MÜCAHİT DURMUŞOĞLU (Osmaniye) –Ankara merkez olmak üzere, Ankara-İstanbul, Ankara- Konya, Ankara-Sivas, Ankara-İzmir ve Yerköy-Kayseri hatları ülkemizin yüksek hızlı tren ağı olarak belirlenmiştir. 2009 yılında Ankara-Eskişehir hattının hizmete alınmasıyla Türkiye’nin dünya yüksek hızlı tren işleten ülkeler ligine yükselmesi ülkemiz adına gurur vericidir. 2011 yılında Ankara-Konya, 2013 yılında Eskişehir-Konya ve 2014 yılında Ankara-İstanbul ile Konya-İstanbul arasında yüksek hızlı tren hatları hizmete açılmış ve bu güzergâhtaki 11 ilimizdeki nüfusun yüzde 40’ına hizmet sunmaya başlamasıyla daha konforlu ve hızlı bir ulaşım sağlanması adına büyük adımlar atılmıştır. Yüksek hızlı ve hızlı demir yolu hatlarıyla birlikte vatandaşlarımızın tüm taleplerine cevap verebilecek olan modern hızlı tren garlarının inşasının tamamlanmasıyla birlikte yüksek hızlı tren talebinin daha da artacağına inanıyorum. Devlet Demiryolları, aynı zamanda yük taşımacılığı, liman işletmeciliği, lojistik köyü işletmeciliği, bunun yanında travers fabrikaları gibi fabrikalarıyla dev bir kuruluş hâline gelmiştir. Ben tekrar gerçekten Devlet Demiryolları taşımacılığını bir üst lige çıkardıkları için başta Cumhurbaşkanımızı, daha önce görev yapan Genel Müdürümüz Süleyman Karaman Bey’i, bu konuda bir farkındalık oluşturarak, bu tren taşımacılığıyla Türkiye’yi gerçekten raylarla örerek ulaşımı kolaylaştırmak için yapmış oldukları emekler için hâlen görev başındaki Genel Müdürümüzü ve çalışanları yürekten kutluyorum, başarılar diliyorum.

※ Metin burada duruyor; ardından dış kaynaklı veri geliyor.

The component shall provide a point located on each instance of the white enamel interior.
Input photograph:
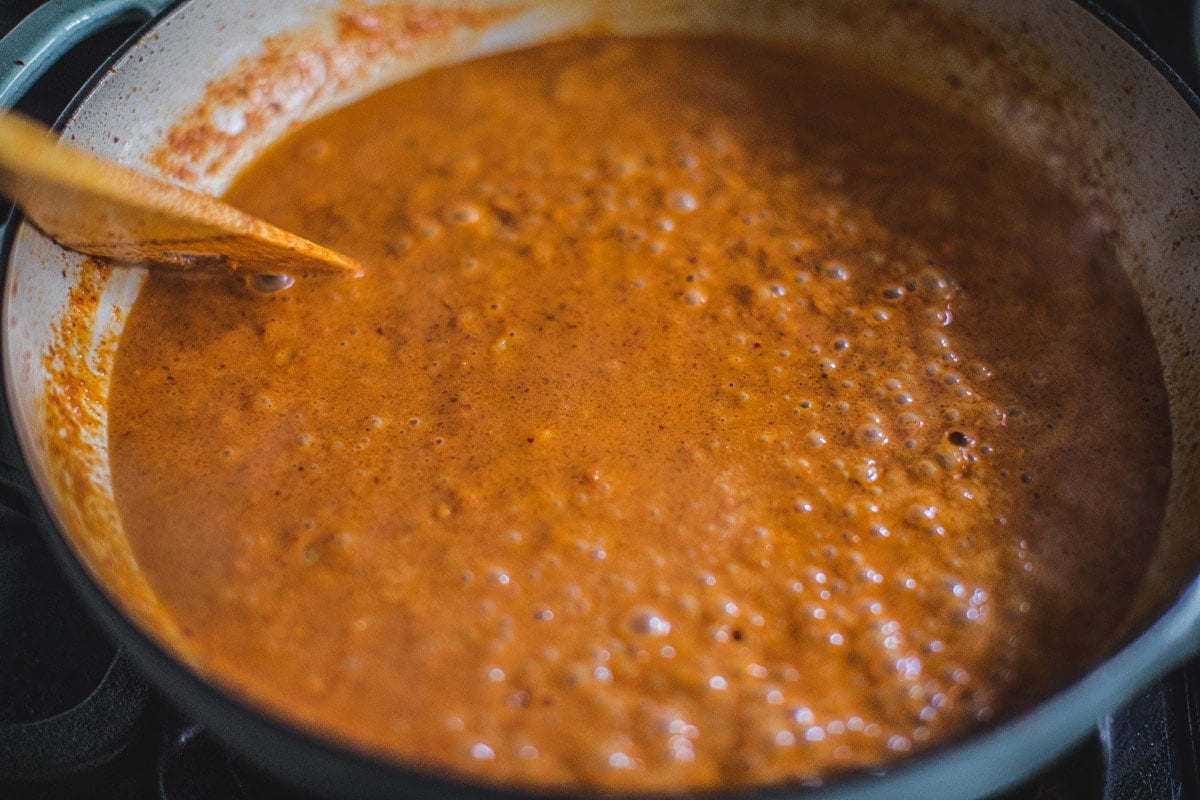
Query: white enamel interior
(1137, 136)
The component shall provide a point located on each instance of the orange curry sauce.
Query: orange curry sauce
(709, 415)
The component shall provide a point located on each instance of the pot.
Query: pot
(1055, 79)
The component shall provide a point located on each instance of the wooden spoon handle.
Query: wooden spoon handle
(101, 209)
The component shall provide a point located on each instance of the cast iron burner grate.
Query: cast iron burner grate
(77, 721)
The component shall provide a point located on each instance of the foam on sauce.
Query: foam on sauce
(711, 415)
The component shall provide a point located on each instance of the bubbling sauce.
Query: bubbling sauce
(709, 415)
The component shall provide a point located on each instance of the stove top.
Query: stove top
(77, 721)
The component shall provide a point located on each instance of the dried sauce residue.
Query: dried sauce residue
(73, 413)
(307, 70)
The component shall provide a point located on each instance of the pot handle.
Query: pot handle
(47, 34)
(84, 737)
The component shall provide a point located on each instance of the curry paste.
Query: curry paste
(709, 415)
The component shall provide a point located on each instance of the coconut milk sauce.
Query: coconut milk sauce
(709, 415)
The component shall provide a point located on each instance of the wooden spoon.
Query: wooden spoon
(97, 208)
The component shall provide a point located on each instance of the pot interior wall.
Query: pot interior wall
(1128, 145)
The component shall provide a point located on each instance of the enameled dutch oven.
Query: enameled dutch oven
(208, 84)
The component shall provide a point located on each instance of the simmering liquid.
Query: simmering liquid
(709, 415)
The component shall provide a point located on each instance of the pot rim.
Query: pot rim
(984, 761)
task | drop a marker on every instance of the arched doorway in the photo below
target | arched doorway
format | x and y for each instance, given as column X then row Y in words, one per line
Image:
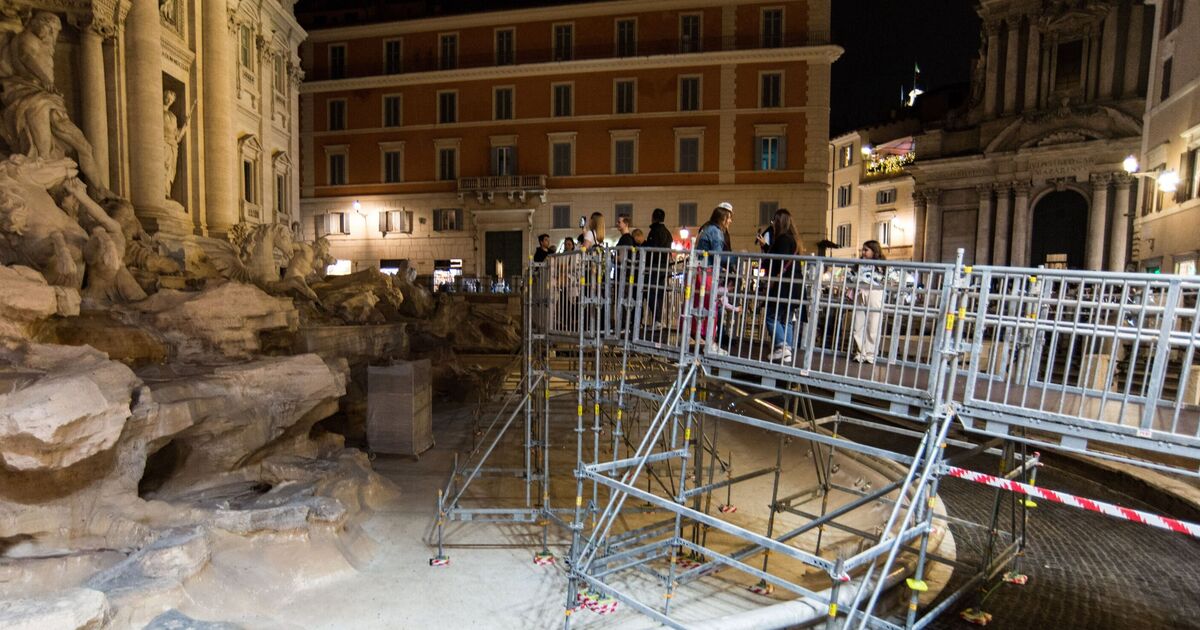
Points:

CUMHUR ÜNAL (Karabük) –İçinden demir yolu geçen ve demir yolunu çok kereler kullanan ve demir yoluyla da bağı olan bir milletvekili olarak ve yine 2007 -2011 yılları arasında Devlet Demiryollarının Alt Komisyon Başkanlığını da yaparak Devlet Demiryollarının içerisini daha fazla tanıma fırsatı bulan bir milletvekiliyim. Dolayısıyla, 2007 içerisinde başlayan serüvenden bugüne kadar geldiğimizde, yaşadığım şehir itibarıyla demir yoluna olan ilgimiz, tabii, demir yollarının dünü ve bugününü çok daha iyi görme, görebilme fırsatını bize verdi.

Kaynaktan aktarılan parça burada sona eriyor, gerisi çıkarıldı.